Hoping to prevent a scare over deadly bird flu, the government is distributing television and radio commercials assuring people that chicken is safe to eat.
“Mmm, that chicken looks great. But what about bird flu?” a man asks in one of ads.
His wife says she read that bird flu is unlikely to reach people’s dinner plates. “And even if it did, we have the power to ensure our chicken is safe,” she says.
An announcer lists four steps for food safety: Clean hands and cooking surfaces. Separate raw and cooked foods. Cook poultry to at least 165 degrees. Chill leftovers promptly.
The Agriculture Department on Thursday began sending out a series of commercials, interview excerpts, video footage and photos to television and radio stations with the goal of easing people’s minds and clearing up misconceptions about bird flu. The ads are public service announcements; stations are not being paid to run them.

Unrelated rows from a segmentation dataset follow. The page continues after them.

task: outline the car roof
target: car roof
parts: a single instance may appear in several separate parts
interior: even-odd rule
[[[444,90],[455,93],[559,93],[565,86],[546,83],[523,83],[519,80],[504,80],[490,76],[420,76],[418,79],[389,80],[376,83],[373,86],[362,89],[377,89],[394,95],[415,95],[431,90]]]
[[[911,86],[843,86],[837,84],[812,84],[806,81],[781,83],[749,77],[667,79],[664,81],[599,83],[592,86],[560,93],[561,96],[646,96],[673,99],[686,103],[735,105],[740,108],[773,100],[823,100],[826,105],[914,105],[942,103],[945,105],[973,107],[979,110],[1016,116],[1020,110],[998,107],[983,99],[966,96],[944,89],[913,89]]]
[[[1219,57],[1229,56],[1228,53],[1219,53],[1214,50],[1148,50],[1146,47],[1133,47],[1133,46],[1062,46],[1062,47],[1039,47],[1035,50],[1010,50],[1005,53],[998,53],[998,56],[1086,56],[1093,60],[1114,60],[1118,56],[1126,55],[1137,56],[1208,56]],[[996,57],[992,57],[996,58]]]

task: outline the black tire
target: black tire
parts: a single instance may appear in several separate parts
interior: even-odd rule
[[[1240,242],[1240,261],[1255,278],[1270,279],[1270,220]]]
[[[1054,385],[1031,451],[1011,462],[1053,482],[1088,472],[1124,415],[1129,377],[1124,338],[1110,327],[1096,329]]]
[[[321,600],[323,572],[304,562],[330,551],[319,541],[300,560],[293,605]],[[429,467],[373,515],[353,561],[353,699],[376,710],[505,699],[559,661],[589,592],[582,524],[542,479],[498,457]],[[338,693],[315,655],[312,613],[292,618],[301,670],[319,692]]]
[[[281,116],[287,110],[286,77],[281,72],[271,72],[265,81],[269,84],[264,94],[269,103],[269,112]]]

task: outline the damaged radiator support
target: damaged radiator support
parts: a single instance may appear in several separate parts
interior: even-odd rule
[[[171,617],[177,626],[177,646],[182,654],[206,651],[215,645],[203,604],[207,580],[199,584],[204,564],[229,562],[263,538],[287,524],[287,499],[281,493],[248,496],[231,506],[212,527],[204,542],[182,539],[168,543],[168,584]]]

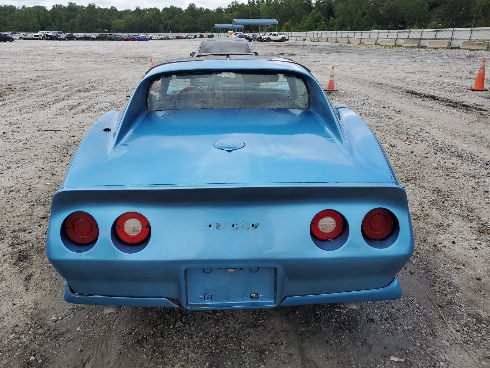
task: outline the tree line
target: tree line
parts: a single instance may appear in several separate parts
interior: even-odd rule
[[[490,26],[490,0],[248,0],[213,10],[193,3],[134,10],[74,2],[49,10],[7,5],[0,6],[0,30],[204,32],[233,18],[275,18],[283,31]]]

Initially, those messages may run up against heavy promotion by ABC of its made-for-television movie, “Fatal Contact: Bird Flu in America.” The promos feature how ill-prepared the country is to deal with the problem.

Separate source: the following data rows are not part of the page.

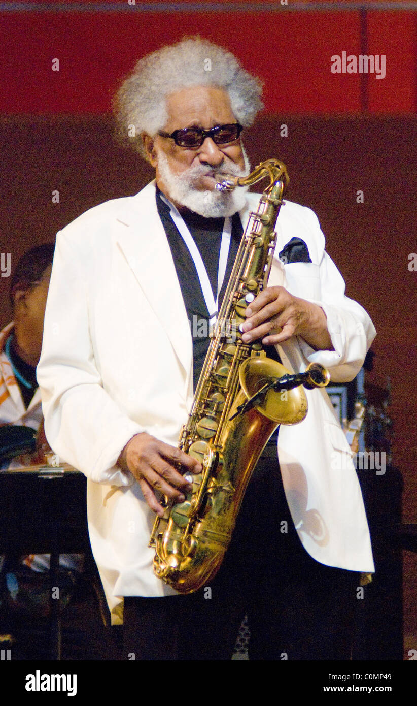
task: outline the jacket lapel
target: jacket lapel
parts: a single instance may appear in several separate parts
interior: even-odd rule
[[[116,241],[156,316],[169,337],[188,379],[193,342],[171,249],[158,215],[155,181],[116,214]]]

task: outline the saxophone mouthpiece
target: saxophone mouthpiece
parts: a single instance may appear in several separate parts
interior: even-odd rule
[[[214,189],[217,191],[233,191],[238,185],[238,177],[232,176],[231,174],[215,174],[216,184]]]

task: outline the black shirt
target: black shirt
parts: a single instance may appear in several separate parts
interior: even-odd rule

Authorities don’t know how people will react once the deadly virus arrives in the United States.
When bird flu was discovered in France and Italy, consumer demand for chicken plummeted there. It stayed steady when the virus appeared in Britain.
Americans generally are considered to be confident in their food supply, and they eat more chicken than any country in the world. The average person ate 85.8 pounds of chicken last year, a total that should rise to 87.7 pounds in 2006, according to USDA projections.
'It's safe to eat poultry'
While bird flu has spread from Asia throughout Europe and Africa, it hasn’t yet reached the United States.
“But it’s important for you to know that it’s safe to eat poultry, even if bird flu is detected here sometime in the future,” Richard Raymond, the department’s undersecretary for food safety, says in one of the commercials.
“You do have the power to make sure your food is safe,” Raymond adds.
The government is testing wild birds as they arrive this month in Alaska and then fly south along migratory pathways. Chicken and turkey companies have been testing nearly every flock for the virus.
Agriculture Secretary Mike Johanns, in another spot, said finding the virus in the U.S. “would not signal the start of a human flu pandemic.”
“The virus is not efficiently spreading from person to person,” Johanns said.
While it does not spread easily among humans, the virus has killed at least 113 people who had close contact with sick birds. The fear is that it might adapt to spread rapidly from person to person, causing a global epidemic.
Ads that focus on that aspect of bird flu are still in the works, said Bill Hall, a Health and Human Services Department spokesman. Like the Agriculture Department spots, the message would be that the arrival of bird flu does not signal a public health emergency, Hall said.
Messages probably would also include information about proper hygiene, such as the need to cover your mouth and nose with a tissue when you cough or sneeze, Hall said.
The National Chicken Council, an industry group, is distributing a 6½ minute video with a message similar to the USDA’s commercials. The video emphasizes security measures designed to keep any virus or bacteria from entering the nation’s poultry farms.
“Our research has shown what you might expect: Everyone knows about avian influenza; but they don’t know all the facts,” said Richard Lobb, the council’s spokesman. “Our industry, and how we produce animals, is not well-understood by the public. And the fact it is so organized and centralized by companies is news to most people.”
The industry is worth about $29 billion annually and is expected to produce 42 billion pounds of chicken and turkey this year.